It’s not everybody who has a plaque outside their house, still less one that they wrote and nailed up themselves. But then not everyone rolls like Jaqui Tutt.
Tutt, a native of the Aro Valley, put up the plaque so that passers-by would know why her Epuni Street home is painted such a vibrant shade of mauve. She’s a colour consultant, you see: she meets people, works out their colour palette, and translates it into an interior decoration scheme.
Sometimes the job goes well beyond decor. “I have been asked, in the past,” Tutt says, “to find out what a certain person’s palette was before the other person asked her to marry him.” And she didn’t find that a trifle odd? “Well, he’d already done a psychological profile of her, but he thought, just as a final little touch, he’d get me to do her palette.” (The result, romantic readers will be pleased to know, was positive.) The colour consultant turned matchmaker; as Tutt puts it, “it’s quite extraordinary when I meet people with very similar palettes. You know they should be together.”
It would be easy to think that Tutt exercises a highly refined taste. Far from it: to each their own, she says. “To me, taste is a four-letter word.” And indeed her own house shows little deference to established norms. Quite apart from its striking colour, it boasts a complete skeleton in the bathroom – “that’s Phoebe” – and, in the back garden, a statue of the Virgin Mary, rescued from St Michael’s in Taita, near where Tutt grew up.
She plans to paint her up as “a proper Renaissance Mary”, like the 13-year-old Jewish girl she really was, with dark skin and dark eyes. Last Christmas, she and her partner, Alan Fairless, dressed the statue as if she were “ready to run”, complete with a backpack and a can of V (for ‘virgin’, you understand). At Christmas time, she and Fairless also “bless” Epuni Street, and its homes. Not that this goes down well on the doorstep, necessarily – not when, as she puts it, “someone’s in bed nursing a hangover, and I turn up flinging my thurible at them”.
Tutt’s Catholicism has inspired increasingly taxing pilgrimages: the Camino trail to Santiago de Compostela in northern Spain, in 2007, and more recently one that involved walking the whole way from London to Rome. But it was on another, earlier European tour that she discovered the colour that now graces her house. She was in Manchester, visiting its science museum, when she discovered in its basement a skein of silk coloured with the first artificial dye, a mauve created in 1856 by British chemist William Perkin.
“I opened this tiny little cardboard box, and there it was.

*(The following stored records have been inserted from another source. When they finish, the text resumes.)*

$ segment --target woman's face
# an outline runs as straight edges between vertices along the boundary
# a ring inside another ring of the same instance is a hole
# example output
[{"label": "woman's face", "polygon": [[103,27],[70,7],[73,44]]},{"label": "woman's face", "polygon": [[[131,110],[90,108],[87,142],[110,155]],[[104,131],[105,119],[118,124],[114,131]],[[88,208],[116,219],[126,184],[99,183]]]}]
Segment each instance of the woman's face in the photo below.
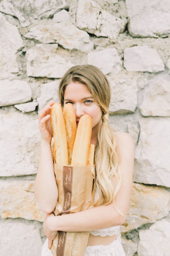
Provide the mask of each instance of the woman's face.
[{"label": "woman's face", "polygon": [[64,106],[68,103],[73,104],[74,109],[76,123],[85,114],[92,118],[92,128],[100,126],[102,112],[95,102],[92,95],[85,85],[78,82],[72,82],[67,86],[64,95]]}]

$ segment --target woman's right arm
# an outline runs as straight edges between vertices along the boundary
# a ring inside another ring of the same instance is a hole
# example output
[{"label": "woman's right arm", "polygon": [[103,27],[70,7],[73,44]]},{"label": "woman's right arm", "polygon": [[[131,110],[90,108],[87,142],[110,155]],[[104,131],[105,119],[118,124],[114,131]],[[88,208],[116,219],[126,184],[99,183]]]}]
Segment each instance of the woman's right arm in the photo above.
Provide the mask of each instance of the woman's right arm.
[{"label": "woman's right arm", "polygon": [[54,210],[58,194],[51,148],[52,135],[49,115],[53,104],[53,102],[51,102],[47,104],[39,115],[40,156],[34,185],[35,198],[39,207],[46,213],[50,213]]}]

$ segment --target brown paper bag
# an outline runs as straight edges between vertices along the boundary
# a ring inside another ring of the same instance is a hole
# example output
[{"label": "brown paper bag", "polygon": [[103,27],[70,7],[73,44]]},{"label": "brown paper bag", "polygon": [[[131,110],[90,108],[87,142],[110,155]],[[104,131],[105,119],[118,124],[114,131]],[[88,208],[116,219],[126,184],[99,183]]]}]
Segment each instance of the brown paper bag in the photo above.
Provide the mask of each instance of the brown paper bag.
[{"label": "brown paper bag", "polygon": [[[74,213],[93,206],[95,167],[63,166],[54,162],[54,170],[58,190],[55,216]],[[53,240],[54,256],[84,256],[89,232],[58,231]]]}]

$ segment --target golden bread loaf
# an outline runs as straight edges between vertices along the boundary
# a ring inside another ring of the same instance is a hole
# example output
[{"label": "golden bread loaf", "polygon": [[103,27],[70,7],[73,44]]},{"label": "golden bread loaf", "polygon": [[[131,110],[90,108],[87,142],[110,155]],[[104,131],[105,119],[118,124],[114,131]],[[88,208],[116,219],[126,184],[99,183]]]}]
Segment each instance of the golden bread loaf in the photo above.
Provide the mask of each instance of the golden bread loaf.
[{"label": "golden bread loaf", "polygon": [[60,105],[56,103],[50,111],[51,125],[54,138],[54,157],[55,163],[68,164],[68,151],[66,128]]},{"label": "golden bread loaf", "polygon": [[88,157],[88,164],[90,166],[93,166],[94,165],[94,157],[95,156],[95,146],[94,144],[90,144],[89,154]]},{"label": "golden bread loaf", "polygon": [[66,127],[68,164],[71,164],[73,146],[77,131],[75,114],[74,107],[71,103],[67,103],[63,109]]},{"label": "golden bread loaf", "polygon": [[80,118],[73,147],[71,165],[87,165],[92,130],[92,119],[88,114]]}]

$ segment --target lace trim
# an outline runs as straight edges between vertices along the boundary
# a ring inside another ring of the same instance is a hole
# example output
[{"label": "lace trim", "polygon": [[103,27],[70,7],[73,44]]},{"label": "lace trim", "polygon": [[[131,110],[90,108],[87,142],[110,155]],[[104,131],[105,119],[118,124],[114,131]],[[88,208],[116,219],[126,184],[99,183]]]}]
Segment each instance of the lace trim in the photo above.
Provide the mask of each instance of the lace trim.
[{"label": "lace trim", "polygon": [[118,232],[117,234],[117,239],[113,242],[107,245],[103,245],[100,244],[98,245],[93,245],[87,247],[86,253],[91,253],[94,251],[98,251],[99,252],[105,253],[112,253],[117,250],[121,243],[121,234]]},{"label": "lace trim", "polygon": [[105,237],[106,235],[111,236],[113,235],[117,235],[119,229],[119,226],[114,226],[108,228],[90,231],[90,233],[94,235],[100,235],[101,237]]}]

It was so bright, it was almost glowing in the dark,” Tutt says. “That, to me, was the holy grail of colour.” This grail could, however, be replicated – with the help of a Pantone colour chart – and then applied, on the 150th anniversary of Perkin’s invention, to Tutt’s own house, albeit not without some expense. “Each litre cost more than a decent bottle of wine – and we used a few!”

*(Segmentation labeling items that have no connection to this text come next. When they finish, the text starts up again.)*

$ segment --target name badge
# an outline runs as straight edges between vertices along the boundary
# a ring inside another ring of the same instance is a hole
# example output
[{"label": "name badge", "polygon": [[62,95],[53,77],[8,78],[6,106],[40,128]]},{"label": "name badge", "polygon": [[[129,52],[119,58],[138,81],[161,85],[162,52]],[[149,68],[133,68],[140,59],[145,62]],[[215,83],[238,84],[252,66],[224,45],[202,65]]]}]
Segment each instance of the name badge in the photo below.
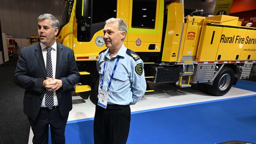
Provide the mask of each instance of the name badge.
[{"label": "name badge", "polygon": [[108,92],[100,90],[99,96],[98,105],[106,109],[108,104]]}]

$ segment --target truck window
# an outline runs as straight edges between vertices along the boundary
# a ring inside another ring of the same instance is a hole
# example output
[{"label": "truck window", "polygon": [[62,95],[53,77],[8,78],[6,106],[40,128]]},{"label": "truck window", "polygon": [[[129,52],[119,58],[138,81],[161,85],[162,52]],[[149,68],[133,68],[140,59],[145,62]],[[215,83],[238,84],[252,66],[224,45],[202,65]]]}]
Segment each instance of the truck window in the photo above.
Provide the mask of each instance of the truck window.
[{"label": "truck window", "polygon": [[117,0],[93,0],[93,24],[104,22],[112,17],[117,17]]},{"label": "truck window", "polygon": [[156,0],[133,0],[132,27],[154,29]]},{"label": "truck window", "polygon": [[[69,0],[66,2],[65,7],[63,11],[63,14],[60,24],[61,27],[67,24],[69,21],[71,15],[72,7],[73,7],[73,4],[74,4],[74,0]],[[59,30],[59,31],[60,31],[60,30]]]}]

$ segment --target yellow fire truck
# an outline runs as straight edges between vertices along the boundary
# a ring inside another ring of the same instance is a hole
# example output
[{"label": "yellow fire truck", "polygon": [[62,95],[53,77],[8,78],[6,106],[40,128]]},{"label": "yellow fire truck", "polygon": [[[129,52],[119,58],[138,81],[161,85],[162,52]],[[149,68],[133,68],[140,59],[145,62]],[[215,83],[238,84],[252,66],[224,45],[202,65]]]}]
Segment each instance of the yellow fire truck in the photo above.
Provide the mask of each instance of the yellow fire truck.
[{"label": "yellow fire truck", "polygon": [[76,91],[97,93],[96,62],[111,17],[127,23],[124,44],[144,62],[148,83],[197,84],[221,96],[248,78],[256,63],[256,28],[241,26],[237,17],[193,15],[201,10],[184,17],[183,0],[173,1],[67,0],[57,41],[74,52],[82,84]]}]

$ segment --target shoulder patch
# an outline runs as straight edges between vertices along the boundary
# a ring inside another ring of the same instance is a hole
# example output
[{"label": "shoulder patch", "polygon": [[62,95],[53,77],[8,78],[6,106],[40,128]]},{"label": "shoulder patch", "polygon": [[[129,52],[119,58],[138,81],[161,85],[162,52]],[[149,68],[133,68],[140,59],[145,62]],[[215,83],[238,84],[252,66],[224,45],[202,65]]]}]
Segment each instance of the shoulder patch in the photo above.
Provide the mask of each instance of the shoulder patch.
[{"label": "shoulder patch", "polygon": [[141,63],[137,64],[135,66],[135,71],[136,73],[139,74],[140,76],[141,76],[143,73],[143,66]]},{"label": "shoulder patch", "polygon": [[132,58],[135,61],[137,61],[141,59],[139,55],[138,55],[136,54],[135,52],[127,48],[127,50],[126,51],[126,53],[127,54],[128,54],[128,55],[132,57]]},{"label": "shoulder patch", "polygon": [[100,53],[99,53],[99,55],[100,54],[102,53],[102,52],[105,52],[105,51],[107,50],[108,50],[108,48],[106,48],[106,49],[104,49],[102,50],[101,52],[100,52]]}]

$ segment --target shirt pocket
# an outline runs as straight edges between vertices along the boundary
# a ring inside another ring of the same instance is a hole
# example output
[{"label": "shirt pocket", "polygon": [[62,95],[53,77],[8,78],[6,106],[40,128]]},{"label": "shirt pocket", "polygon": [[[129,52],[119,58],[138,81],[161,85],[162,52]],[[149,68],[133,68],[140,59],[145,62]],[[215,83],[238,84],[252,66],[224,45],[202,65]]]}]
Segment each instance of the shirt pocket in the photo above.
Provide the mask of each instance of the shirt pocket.
[{"label": "shirt pocket", "polygon": [[124,87],[128,83],[130,83],[129,78],[128,74],[122,72],[116,71],[113,76],[112,83],[114,82],[113,90],[114,92],[122,92],[122,89],[126,89]]}]

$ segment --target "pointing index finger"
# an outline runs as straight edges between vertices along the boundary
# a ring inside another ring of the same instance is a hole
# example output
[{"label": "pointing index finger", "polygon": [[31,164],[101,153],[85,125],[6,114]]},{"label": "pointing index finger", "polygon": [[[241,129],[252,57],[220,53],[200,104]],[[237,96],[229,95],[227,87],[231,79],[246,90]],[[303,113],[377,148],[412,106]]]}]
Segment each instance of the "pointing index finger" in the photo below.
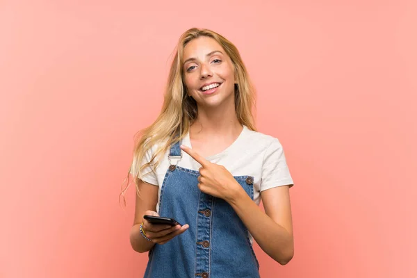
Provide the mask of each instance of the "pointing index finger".
[{"label": "pointing index finger", "polygon": [[194,158],[194,160],[200,163],[202,166],[205,167],[208,165],[209,161],[208,161],[206,158],[198,154],[193,149],[190,149],[188,147],[184,146],[183,145],[181,145],[180,147],[183,151],[188,154],[190,156]]}]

Tutt is actively involved in the Aro Valley’s political intrigues; one intervention led to a piece of graffiti that, referencing the leaders of Hitler’s Germany, quite unfairly described her and Alan as “Gauleiter Fairless and Nazi Queen Tutt”. One suspects that she likes modern colour – with all its variety and opportunity for expression – in part because of its political qualities. Before artificial dye made different shades available to all, garments were colour-coded according to status: bishops sported purple robes, peasants wore woad, and prostitutes had “red and white striped capes”. Now, colour says anything we want it to. As Tutt puts it, in a kind of personal manifesto, “We wouldn’t be human if it wasn’t for colour.”